Il monito all'Italia è, però, solo una breve digressione nel fiume di parole con cui difende l'intervento in Ucraina. «L'obiettivo dell'Occidente - spiega Putin - è portare la Russia a una sconfitta strategica, vogliono eliminarci per sempre. Non si rendono conto che è in gioco l'esistenza stessa della Russia». È la parte più drammatica di un intervento di due ore, nel quale il presidente assicura la tenuta economica del Paese, ma evidenzia la crescente frattura con l'Occidente. La parte militarmente più allarmante arriva quando delinea la risposta ai missili a lungo raggio e all'ipotesi di forniture aeree a Kiev. «Più useranno sistemi a lungo raggio, più dovremo tenere lontana la minaccia dai nostri confini», avverte.
Parole che fanno intendere la determinazione a spingere la linea del fronte sempre più in là, moltiplicando la pressione militare su Kiev. Una prospettiva che non esclude, in caso di attacco ai confini russi, l'utilizzo delle armi atomiche presentate come il settore più evoluto dell'arsenale russo. «La forza di deterrenza nucleare della Russia è dotata al 90% di armi avanzate, un livello che dovrebbe essere esteso all'intero esercito».
In tutto questo, il «faccia a faccia» con gli Stati Uniti e Nato, delineato, non a caso, all'indomani della visita di Joe Biden a Kiev, assume connotazioni ben più ampie. All'inevitabilità di una contrapposizione militare e geo-politica, giustificata con la descrizione di un «intero pianeta costellato da basi militari americane», Putin aggiunge contrapposizioni valoriali e identitarie. «In Occidente - spiega - sono diretti verso una vera catastrofe spirituale.

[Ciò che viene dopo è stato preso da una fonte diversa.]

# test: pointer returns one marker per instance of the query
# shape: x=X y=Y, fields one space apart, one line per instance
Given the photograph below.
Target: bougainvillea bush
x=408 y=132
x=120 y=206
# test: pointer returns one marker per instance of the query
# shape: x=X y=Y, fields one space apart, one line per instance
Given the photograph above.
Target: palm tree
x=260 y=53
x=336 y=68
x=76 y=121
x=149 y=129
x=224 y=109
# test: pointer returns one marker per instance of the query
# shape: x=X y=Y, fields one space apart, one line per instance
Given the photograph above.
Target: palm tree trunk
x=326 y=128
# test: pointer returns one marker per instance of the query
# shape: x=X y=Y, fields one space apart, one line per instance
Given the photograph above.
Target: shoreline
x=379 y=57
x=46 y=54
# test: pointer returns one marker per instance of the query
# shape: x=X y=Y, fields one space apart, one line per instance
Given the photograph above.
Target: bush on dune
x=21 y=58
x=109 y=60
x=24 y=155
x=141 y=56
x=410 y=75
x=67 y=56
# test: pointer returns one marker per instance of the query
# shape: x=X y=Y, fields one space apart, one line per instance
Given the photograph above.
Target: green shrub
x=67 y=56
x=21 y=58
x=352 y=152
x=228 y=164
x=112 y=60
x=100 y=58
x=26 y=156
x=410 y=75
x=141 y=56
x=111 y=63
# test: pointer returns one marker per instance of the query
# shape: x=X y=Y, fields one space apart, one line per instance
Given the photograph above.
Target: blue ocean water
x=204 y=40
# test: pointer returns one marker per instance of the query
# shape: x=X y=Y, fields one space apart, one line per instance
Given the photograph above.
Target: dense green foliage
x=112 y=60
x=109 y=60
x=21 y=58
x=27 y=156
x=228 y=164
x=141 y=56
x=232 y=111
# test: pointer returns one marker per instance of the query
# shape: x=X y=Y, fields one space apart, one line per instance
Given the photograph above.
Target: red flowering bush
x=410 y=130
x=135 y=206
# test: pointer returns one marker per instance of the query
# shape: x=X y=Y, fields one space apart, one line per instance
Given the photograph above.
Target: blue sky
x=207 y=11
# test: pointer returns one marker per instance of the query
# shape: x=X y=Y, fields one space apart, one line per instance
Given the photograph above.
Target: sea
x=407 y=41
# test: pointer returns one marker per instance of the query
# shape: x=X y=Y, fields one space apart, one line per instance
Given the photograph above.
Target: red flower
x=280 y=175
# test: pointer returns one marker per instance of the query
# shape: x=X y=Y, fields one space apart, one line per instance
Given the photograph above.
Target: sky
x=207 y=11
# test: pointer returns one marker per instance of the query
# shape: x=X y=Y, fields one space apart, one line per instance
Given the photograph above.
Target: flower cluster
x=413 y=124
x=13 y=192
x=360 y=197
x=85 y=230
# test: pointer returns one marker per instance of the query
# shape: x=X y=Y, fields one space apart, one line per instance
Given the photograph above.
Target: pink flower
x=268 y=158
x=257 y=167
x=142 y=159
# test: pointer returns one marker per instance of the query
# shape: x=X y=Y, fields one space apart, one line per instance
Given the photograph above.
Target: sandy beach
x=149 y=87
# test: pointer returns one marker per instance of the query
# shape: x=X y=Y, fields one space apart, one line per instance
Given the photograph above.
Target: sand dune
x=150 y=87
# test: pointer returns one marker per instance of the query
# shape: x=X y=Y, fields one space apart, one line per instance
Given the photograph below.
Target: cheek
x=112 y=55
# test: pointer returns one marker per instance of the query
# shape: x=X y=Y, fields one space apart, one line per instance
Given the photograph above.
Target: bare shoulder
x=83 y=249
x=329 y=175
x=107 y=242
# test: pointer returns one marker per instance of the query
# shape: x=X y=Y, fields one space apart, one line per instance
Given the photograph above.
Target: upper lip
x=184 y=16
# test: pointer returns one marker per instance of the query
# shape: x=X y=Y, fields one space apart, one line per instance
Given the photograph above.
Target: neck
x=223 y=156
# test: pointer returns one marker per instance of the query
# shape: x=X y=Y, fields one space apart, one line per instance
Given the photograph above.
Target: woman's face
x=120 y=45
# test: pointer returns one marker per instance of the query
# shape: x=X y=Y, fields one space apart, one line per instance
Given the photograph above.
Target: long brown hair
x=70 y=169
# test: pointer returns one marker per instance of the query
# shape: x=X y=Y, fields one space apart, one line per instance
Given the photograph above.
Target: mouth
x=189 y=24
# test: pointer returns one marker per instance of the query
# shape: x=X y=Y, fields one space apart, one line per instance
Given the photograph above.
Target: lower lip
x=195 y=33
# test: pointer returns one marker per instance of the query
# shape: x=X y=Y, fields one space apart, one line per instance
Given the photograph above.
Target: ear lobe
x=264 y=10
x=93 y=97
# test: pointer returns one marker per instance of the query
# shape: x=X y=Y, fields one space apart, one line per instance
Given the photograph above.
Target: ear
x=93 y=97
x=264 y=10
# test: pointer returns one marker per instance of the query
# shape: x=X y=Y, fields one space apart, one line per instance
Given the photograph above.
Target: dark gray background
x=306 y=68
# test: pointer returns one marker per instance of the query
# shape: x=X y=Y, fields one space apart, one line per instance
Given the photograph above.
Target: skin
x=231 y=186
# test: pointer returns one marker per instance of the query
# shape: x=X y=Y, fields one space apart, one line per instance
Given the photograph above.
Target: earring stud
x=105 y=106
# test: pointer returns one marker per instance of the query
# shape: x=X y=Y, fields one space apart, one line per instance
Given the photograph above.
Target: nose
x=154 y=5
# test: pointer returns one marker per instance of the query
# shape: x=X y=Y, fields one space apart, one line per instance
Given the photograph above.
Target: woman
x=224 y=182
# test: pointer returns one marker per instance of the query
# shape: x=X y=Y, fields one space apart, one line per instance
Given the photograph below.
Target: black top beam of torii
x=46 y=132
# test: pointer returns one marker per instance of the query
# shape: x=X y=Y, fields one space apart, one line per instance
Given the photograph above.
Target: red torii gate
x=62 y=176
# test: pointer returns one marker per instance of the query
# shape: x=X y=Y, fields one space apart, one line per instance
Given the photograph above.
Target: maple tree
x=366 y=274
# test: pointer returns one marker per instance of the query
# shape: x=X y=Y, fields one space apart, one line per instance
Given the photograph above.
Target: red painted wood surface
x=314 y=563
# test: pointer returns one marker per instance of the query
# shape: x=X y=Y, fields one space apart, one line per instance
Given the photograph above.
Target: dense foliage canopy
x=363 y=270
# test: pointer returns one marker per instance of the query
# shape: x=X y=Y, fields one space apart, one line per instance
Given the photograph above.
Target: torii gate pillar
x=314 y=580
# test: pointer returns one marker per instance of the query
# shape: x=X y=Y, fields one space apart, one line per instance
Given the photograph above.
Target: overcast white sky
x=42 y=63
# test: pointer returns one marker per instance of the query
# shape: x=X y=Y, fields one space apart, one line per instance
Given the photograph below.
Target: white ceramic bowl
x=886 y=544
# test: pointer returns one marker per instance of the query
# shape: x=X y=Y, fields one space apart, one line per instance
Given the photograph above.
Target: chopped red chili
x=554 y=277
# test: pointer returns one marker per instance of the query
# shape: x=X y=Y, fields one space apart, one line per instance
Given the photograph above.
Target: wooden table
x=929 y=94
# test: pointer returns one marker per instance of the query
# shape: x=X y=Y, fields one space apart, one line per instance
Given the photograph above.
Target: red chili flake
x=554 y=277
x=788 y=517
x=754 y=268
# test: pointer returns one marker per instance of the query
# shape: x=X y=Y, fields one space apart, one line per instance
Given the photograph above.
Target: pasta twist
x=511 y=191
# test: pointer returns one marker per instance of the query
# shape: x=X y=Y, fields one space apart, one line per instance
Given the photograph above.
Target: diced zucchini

Le elite stanno semplicemente impazzendo e sembra che non se ne preoccupino». Digressioni che trasformano lo scontro in una contrapposizione a tutto campo basato su idee e visioni del mondo confliggenti e irrisolvibili.
Nell'immagine offerta da Putin, Europa e Stati Uniti diventano l'incarnazione del degrado morale e spirituale. «Guardate cosa stanno facendo con i loro stessi popoli - sottolinea il Presidente - la distruzione della famiglia, dell'identità culturale e nazionale, la perversione e l'abuso dei bambini, fino alla pedofilia, sono diventate la norma e i sacerdoti sono costretti a benedire i matrimoni tra persone dello stesso sesso». Per questo, l'imperativo diventa la difesa dei «nostri bambini da degrado e degenerazione» e la protezione della «Russia consegnataci dai nostri antenati». Una Russia in cui non c'è più posto nemmeno per gli oligarchi. «Non ci dispiace per il sequestro dei vostri yacht», ricorda Putin, decretando la condanna di chi invece di «produrre tecnologia e creare posti di lavoro in Russia investiva in yacht all'estero».
E così la parte dedicata alla sottolineatura di una diversa visione del mondo si rivela, alla fine, più inquietante di quella sull'intervento militare. Il passaggio da quelle parole a uno scontro senza fine e senza limiti rischia infatti di risultare assai breve. E Putin non esita a minacciarlo promettendo di esser pronto a «fare di tutto per la vittoria».